Top White House advisers have expressed alarm over concerns that China's DeepSeek, a rising star in the artificial intelligence (AI) sector, may have leveraged a controversial technique known as "distillation" to accelerate its advancements by piggybacking on U.S. AI models. This method, which involves one AI system learning from another, has sparked fears that DeepSeek's rapid progress could undermine U.S. leadership in the AI race.
DeepSeek recently made waves in the tech industry with the release of a new AI model that rivals the capabilities of U.S. giants like OpenAI but at a fraction of the cost. Notably, the China-based company made its code freely available, raising suspicions among technologists that DeepSeek may have used U.S. models to achieve its breakthroughs. The distillation technique involves using a more established AI model to evaluate and improve a newer model, effectively transferring knowledge without the need for massive investments in time and computing power.
While distillation is a common practice in the AI field, it violates the terms of service of several prominent U.S. models, including those developed by OpenAI. A spokesperson for OpenAI told Reuters that the company is aware of groups in China attempting to replicate U.S. AI models through distillation and is investigating whether DeepSeek improperly used its technology.
Naveen Rao, vice president of AI at Databricks, acknowledged that learning from rivals is "par for the course" in the AI industry, comparing it to automakers studying each other's engines. However, he emphasized the importance of adhering to terms of service. "We all try to be good citizens, but we're all competing at the same time," Rao said.
The allegations have drawn sharp criticism from U.S. officials.
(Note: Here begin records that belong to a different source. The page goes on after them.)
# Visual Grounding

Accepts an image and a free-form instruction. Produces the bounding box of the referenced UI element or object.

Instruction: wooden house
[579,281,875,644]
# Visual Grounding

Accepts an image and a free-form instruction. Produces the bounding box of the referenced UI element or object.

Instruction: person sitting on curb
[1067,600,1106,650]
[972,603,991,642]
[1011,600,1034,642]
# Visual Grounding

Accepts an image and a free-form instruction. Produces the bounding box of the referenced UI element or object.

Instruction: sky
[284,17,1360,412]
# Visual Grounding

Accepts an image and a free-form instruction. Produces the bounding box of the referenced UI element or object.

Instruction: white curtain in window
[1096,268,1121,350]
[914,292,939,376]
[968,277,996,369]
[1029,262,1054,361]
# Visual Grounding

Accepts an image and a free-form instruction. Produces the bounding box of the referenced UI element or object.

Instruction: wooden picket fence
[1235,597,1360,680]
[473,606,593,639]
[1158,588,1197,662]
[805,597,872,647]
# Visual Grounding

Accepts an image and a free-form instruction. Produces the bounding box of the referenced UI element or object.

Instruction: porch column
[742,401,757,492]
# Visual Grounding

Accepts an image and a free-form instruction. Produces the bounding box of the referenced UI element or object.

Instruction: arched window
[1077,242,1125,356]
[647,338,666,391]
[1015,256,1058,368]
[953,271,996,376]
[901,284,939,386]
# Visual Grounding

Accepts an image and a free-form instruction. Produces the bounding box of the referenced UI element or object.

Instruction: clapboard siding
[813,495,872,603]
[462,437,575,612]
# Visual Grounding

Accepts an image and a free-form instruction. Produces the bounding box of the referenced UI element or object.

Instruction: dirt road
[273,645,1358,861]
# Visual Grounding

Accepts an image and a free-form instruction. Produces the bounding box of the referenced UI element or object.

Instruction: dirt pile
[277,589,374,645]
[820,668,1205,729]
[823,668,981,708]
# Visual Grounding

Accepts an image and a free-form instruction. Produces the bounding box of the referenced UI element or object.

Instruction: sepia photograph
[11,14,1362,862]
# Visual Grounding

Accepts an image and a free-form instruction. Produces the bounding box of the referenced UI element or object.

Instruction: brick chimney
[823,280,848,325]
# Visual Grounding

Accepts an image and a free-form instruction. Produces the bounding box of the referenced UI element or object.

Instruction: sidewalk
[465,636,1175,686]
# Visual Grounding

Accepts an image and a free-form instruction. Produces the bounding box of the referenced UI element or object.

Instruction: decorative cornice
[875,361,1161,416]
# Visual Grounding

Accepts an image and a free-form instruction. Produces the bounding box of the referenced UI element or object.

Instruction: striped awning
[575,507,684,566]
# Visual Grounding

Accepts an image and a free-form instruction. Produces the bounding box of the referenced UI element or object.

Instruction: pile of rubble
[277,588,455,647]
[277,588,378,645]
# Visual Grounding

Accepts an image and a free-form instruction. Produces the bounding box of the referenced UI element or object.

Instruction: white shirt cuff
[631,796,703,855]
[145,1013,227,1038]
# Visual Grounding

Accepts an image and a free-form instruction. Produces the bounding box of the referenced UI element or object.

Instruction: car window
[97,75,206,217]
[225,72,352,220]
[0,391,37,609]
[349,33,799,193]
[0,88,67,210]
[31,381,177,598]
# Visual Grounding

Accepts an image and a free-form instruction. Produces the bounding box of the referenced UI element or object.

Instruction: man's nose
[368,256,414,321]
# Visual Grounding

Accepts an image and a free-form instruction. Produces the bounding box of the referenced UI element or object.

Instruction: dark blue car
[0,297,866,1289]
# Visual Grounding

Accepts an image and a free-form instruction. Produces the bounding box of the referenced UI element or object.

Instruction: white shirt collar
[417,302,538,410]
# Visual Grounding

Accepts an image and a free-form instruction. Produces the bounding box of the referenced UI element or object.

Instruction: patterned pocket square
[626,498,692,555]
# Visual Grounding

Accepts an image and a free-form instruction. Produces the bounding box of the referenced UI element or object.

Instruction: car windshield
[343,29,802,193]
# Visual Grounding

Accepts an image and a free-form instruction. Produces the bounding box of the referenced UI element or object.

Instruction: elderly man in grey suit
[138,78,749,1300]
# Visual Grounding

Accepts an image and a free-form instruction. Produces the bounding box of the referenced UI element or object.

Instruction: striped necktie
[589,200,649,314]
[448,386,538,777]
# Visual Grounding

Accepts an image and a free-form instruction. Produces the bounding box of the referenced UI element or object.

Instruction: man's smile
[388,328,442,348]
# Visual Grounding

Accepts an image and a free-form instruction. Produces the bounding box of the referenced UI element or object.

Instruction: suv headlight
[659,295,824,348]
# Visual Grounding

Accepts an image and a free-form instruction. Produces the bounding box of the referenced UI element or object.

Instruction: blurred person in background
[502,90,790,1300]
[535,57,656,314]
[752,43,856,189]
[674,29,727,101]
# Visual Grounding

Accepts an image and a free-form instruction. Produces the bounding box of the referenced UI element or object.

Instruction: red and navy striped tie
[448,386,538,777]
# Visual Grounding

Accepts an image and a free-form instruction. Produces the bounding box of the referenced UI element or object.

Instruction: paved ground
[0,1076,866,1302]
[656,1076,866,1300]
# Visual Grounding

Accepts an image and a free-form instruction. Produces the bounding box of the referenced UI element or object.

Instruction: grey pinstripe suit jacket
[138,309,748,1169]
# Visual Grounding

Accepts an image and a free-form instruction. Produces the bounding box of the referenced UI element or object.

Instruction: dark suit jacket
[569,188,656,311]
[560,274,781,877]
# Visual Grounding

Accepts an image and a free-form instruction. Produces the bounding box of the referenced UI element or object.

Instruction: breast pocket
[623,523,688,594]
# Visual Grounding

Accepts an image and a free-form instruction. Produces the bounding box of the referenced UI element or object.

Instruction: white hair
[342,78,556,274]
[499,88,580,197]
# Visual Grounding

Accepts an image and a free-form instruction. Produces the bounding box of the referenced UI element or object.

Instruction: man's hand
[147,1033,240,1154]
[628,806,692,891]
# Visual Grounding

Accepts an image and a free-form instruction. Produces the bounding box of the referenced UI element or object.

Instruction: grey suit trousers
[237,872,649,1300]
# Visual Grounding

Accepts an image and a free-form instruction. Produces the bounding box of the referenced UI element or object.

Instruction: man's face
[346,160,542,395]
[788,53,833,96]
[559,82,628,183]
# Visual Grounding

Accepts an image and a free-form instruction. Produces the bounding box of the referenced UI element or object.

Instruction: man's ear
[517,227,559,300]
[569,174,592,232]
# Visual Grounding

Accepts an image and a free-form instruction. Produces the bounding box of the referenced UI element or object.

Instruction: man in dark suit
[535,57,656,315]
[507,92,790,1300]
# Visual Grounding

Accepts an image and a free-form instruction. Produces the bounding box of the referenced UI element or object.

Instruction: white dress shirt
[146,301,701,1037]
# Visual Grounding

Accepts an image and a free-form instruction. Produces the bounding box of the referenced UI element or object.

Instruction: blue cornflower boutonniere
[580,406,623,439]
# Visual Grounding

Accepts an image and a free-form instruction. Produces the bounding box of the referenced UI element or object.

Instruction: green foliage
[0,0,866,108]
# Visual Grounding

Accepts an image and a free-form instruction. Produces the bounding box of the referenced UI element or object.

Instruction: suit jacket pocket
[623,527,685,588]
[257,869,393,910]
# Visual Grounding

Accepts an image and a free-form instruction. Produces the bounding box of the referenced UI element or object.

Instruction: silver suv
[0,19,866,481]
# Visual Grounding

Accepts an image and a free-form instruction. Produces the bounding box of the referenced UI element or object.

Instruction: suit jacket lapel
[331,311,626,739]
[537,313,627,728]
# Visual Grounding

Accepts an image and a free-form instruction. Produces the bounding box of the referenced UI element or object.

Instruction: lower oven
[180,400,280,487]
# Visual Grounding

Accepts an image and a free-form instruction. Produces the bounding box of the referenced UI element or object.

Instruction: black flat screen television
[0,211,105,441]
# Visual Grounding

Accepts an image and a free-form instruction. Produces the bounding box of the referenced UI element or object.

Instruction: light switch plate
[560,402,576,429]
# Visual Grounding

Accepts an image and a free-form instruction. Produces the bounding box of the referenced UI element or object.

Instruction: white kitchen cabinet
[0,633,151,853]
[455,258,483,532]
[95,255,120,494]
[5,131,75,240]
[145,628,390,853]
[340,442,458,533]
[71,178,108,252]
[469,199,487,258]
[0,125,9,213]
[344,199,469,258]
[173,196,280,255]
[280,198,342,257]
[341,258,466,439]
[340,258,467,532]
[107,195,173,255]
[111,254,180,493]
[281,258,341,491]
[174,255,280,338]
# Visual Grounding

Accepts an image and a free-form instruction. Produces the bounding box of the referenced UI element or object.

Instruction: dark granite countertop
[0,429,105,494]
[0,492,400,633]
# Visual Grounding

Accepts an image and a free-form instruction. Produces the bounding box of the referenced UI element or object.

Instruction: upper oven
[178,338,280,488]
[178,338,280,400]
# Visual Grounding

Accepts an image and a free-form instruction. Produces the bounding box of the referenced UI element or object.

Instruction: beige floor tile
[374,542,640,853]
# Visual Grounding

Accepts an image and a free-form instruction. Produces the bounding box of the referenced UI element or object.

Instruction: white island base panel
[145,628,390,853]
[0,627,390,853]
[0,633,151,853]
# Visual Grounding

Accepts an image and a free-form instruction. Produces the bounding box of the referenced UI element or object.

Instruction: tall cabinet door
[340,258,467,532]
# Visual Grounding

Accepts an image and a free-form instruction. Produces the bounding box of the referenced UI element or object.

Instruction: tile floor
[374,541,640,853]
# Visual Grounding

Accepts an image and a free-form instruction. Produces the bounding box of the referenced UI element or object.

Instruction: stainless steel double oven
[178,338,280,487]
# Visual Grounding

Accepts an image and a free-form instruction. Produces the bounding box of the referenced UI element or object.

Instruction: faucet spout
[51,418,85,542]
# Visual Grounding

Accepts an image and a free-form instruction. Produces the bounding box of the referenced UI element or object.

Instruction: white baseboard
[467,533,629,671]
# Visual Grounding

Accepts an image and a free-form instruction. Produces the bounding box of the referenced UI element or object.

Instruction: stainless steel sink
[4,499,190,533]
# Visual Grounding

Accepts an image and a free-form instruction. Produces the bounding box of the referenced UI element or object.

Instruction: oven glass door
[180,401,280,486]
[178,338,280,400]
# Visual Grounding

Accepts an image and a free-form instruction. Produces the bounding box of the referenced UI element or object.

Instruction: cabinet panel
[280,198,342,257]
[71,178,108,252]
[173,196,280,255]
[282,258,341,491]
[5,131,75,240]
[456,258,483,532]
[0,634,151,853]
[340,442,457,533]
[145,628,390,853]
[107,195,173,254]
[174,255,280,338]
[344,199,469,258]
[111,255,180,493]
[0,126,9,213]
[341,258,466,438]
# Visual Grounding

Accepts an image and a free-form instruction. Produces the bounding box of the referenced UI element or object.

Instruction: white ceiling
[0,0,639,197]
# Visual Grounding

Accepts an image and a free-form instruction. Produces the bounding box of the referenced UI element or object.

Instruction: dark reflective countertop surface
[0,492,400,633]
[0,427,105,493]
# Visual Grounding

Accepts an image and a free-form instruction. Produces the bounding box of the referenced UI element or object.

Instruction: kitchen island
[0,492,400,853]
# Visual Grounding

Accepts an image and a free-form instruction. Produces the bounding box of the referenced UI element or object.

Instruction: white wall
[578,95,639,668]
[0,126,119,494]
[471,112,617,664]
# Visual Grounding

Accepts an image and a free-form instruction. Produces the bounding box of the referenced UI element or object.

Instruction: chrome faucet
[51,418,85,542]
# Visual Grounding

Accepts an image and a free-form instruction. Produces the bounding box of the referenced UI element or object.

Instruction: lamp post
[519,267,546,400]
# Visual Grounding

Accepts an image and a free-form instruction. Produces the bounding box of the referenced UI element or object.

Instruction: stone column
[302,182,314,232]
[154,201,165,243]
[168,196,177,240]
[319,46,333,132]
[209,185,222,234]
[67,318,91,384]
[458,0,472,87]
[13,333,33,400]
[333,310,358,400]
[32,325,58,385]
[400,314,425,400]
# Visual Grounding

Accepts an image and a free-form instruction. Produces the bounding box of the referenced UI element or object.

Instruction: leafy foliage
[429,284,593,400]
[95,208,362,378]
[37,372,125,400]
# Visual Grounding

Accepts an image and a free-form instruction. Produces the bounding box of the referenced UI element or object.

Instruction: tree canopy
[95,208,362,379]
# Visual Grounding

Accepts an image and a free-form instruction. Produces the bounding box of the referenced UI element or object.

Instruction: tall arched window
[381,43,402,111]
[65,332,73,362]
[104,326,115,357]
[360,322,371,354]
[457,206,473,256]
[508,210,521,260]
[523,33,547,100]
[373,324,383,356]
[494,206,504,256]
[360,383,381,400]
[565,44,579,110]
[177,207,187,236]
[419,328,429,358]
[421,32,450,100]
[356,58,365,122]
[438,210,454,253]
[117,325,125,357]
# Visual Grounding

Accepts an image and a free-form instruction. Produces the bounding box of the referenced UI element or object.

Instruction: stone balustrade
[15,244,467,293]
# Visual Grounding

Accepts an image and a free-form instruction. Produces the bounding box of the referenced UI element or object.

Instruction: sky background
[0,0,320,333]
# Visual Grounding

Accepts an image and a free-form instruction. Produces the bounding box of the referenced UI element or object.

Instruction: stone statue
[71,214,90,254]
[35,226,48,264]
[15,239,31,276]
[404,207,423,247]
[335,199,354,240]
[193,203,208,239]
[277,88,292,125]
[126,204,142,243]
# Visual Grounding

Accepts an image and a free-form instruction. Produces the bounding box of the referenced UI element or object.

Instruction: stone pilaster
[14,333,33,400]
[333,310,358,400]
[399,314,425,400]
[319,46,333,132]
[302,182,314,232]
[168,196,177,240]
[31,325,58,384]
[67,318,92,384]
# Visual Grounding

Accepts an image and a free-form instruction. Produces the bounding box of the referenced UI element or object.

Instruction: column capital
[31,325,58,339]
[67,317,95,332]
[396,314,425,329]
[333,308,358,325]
Howard Lutnick, President Donald Trump's nominee for Secretary of Commerce, accused DeepSeek of misappropriating U.S. AI technology during a Senate confirmation hearing and vowed to impose stricter export controls on AI technology. "I do not believe that DeepSeek was done all above board. That's nonsense," Lutnick said. "I'm going to be rigorous in our pursuit of restrictions."
David Sacks, the White House's AI and crypto czar, also raised concerns about DeepSeek's practices in a recent Fox News interview, highlighting the broader unease in Washington about China's use of U.S. technology to advance its own tech sector. This mirrors previous concerns in the semiconductor industry, where the U.S. has imposed restrictions on exports to China.
Despite the growing concerns, technologists warn that blocking distillation may be more difficult than it appears. DeepSeek's innovation lies in its ability to use a relatively small number of data samples—fewer than one million—from a larger model to significantly enhance a smaller model. With popular products like ChatGPT boasting hundreds of millions of users, detecting such small-scale data transfers is challenging.
Moreover, some AI models, such as Meta's Llama and French startup Mistral's offerings, are freely available for download and use in private data centers, making it difficult to monitor compliance with terms of service. Umesh Padval, managing director at Thomvest Ventures, noted, "It's impossible to stop model distillation when you have open-source models like Mistral and Llama. They are available to everybody."
Meta's Llama model requires users to disclose if they are using it for distillation, and DeepSeek acknowledged using Llama for some of its models in a recent paper. However, it remains unclear whether DeepSeek violated Meta's terms of service earlier in its development process.
Some companies are taking proactive measures to prevent unauthorized use of their AI models. Groq, an AI computing company, has blocked all Chinese IP addresses from accessing its cloud services to deter Chinese firms from allegedly piggybacking on its models. However, CEO Jonathan Ross admitted that such measures are insufficient. "People can find ways to get around it," he said. "It's going to be a cat-and-mouse game."
As the U.S. government considers stricter regulations, the AI industry remains divided on how to address the issue. One source familiar with the thinking at a major AI lab suggested that stringent "know-your-customer" requirements, similar to those in the financial sector, could help. However, no concrete measures have been implemented yet.
DeepSeek has not responded to requests for comment on the allegations. Meanwhile, OpenAI has pledged to work with the U.S. government to protect its intellectual property, though it has not detailed specific countermeasures.
As the AI race intensifies, the debate over distillation and intellectual property rights underscores the challenges of maintaining technological leadership in an increasingly competitive global landscape.